Commencée en 1869, la construction du château dura quatorze ans, jusqu'en 1886, à la mort de Louis II. Techniques modernes (marbre et autres pierres montés au château à l'aide de grues à vapeur, bureau de Louis II relié à la poste du village en contrebas par le téléphone...) pour cet édifice largement inspiré du Viollet-le-duc-isé château de Pierrefonds, fresques criardes à la gloire des légendes moyennâgeuses (Parsifal, Siegfried, Tristan et Isolde), obsession pour les cygnes et salle du trône à la coupole dorée, finalement très symbolique du lieu et de son unique habitant puisqu'elle n'aura jamais accueilli de trône.
Louis II ne verra en effet jamais son rêve d'enfant achevé, puisque, criblé de dettes et sombrant dans la folie, il sera destitué en 1886, quelques jours seulement avant sa mort mystérieuse dans le lac de Starnberg, alors que de nombreuses pièces du château étaient encore en construction. Ce dernier sera ouvert aux visites dès cette année, pour éponger les dettes laissées par le souverain. Immédiatement transformé en kitsch, finalement.
La visite d'un lieu aussi singulier que celui-ci, un lieu à lire sans doute au second degré, comporte évidemment son lot de petites perles, japonaises et américaines pour la plupart. Il y a cette touriste émerveillée, "This castle's amazing, it's so European", la main posée sur cette colonne celtique tellement proprette en béton armé. Il y a ce touriste japonais, triste de constater qu'au final peu de pièces ont été achevées, et qui demande à l'accueil pourquoi ils n'ont pas continué la construction après la mort du roi, pour les touristes.
La grotte artificielle dans laquelle Louis II se plaisait à incarner Tannhäuser entrant dans la grotte de Vénus sur sa barque tirée par des cygnes, le tout évidemment sur la musique de Wagner, se trouve quant à elle sous le château de Linderhof, à quelques dizaines de kilomètres de Neuschwanstein. Tout concentrer dans le même château, ça n'était sans doute pas très raisonnable.

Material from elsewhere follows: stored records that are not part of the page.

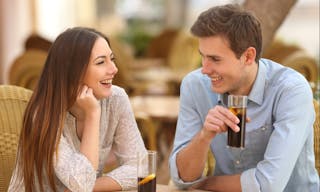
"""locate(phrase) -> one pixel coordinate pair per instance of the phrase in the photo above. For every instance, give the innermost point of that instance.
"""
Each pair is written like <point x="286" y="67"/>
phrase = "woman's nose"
<point x="113" y="69"/>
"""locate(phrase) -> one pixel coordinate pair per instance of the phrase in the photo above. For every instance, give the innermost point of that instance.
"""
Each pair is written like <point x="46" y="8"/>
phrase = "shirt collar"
<point x="257" y="91"/>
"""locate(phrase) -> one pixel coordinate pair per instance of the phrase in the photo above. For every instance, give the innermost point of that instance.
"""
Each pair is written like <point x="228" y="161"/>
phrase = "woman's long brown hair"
<point x="55" y="93"/>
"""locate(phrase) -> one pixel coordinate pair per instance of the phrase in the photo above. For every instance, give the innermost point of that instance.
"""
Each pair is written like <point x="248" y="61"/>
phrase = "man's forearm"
<point x="191" y="159"/>
<point x="224" y="183"/>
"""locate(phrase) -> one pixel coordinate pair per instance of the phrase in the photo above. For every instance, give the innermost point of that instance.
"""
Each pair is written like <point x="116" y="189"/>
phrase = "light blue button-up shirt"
<point x="278" y="153"/>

A l'horizon, le Tyrol et Innsbruck. Autant vous dire que dans les têtes, Paris était trèèèèèès loin.
L'estomac encore secoué par le Kaiserschmarrn d'Oberau, le Glühwein de Munich et les cerises à l'eau de vie de Garmisch, c'était non sans une certaine émotion teintée de curiosité que je partais redécouvrir fin décembre les pistes enneigées d'Arlanda.
La joie d'aller au Pressbyrån après avoir récupéré les bagages, de lire les quatrièmes de couverture des Månpockets (*), d'acheter les billets d'autobus pour le centre-ville (en suédois de bout en bout sans remarque sur mon accent rouillé siouplaît, avec une conversation durant très longtemps du fait que la machine ne fonctionnait pas). Ces odeurs de grillkorv et de bullar me réjouissaient presque, évidemment davantage par les souvenirs qu'elles évoquaient que par l'appétit qu'elles aiguisaient en moi.

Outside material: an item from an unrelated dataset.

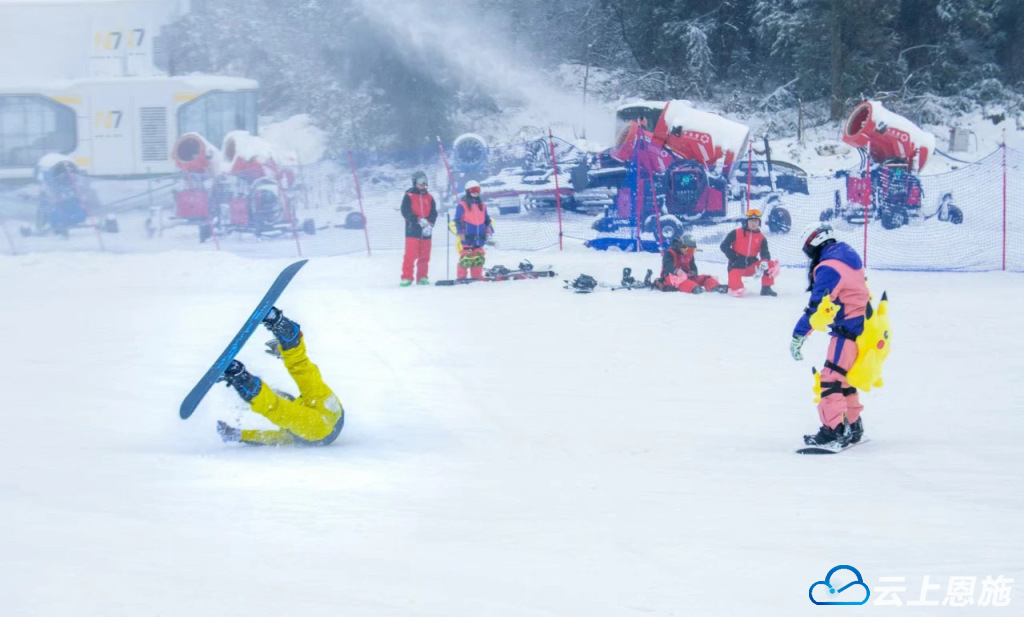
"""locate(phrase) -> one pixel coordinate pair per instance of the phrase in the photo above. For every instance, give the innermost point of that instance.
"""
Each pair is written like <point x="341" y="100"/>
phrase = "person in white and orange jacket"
<point x="473" y="226"/>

Stockholm n'a que peu changé. Si ce n'est ce bâtiment habillé de grandes feuilles de métal à la sortie de la gare, les tickets de métro magnétiques qui ont laissé la place à un équivalent d'Oyster, ou ces autres détails qui n'ont pas altéré la perception que j'avais de la ville et de son esprit.
J'ai cependant encore du mal à savoir si je me suis senti à nouveau chez moi. Quatre années se sont écoulées, la ville est restée semblable, la télévision a passé les mêmes programmes, les gens n'ont pas déménagé, mais le monde a entretemps changé. Apprendre, grandir, changer. Moi comme mes amis et anciens collègues, et ce dans de nombreuses directions. Nous parlions à l'époque de ce que nous allions faire après les études, des nos rêves candides, de ces modèles de vie naïfs que nous avions en tête, je parle à présent de marchés financiers, de bouquins lus dans le métro, de voyages en Turquie, de concerts, le tout en passant mon temps à me plaindre que je manque de temps.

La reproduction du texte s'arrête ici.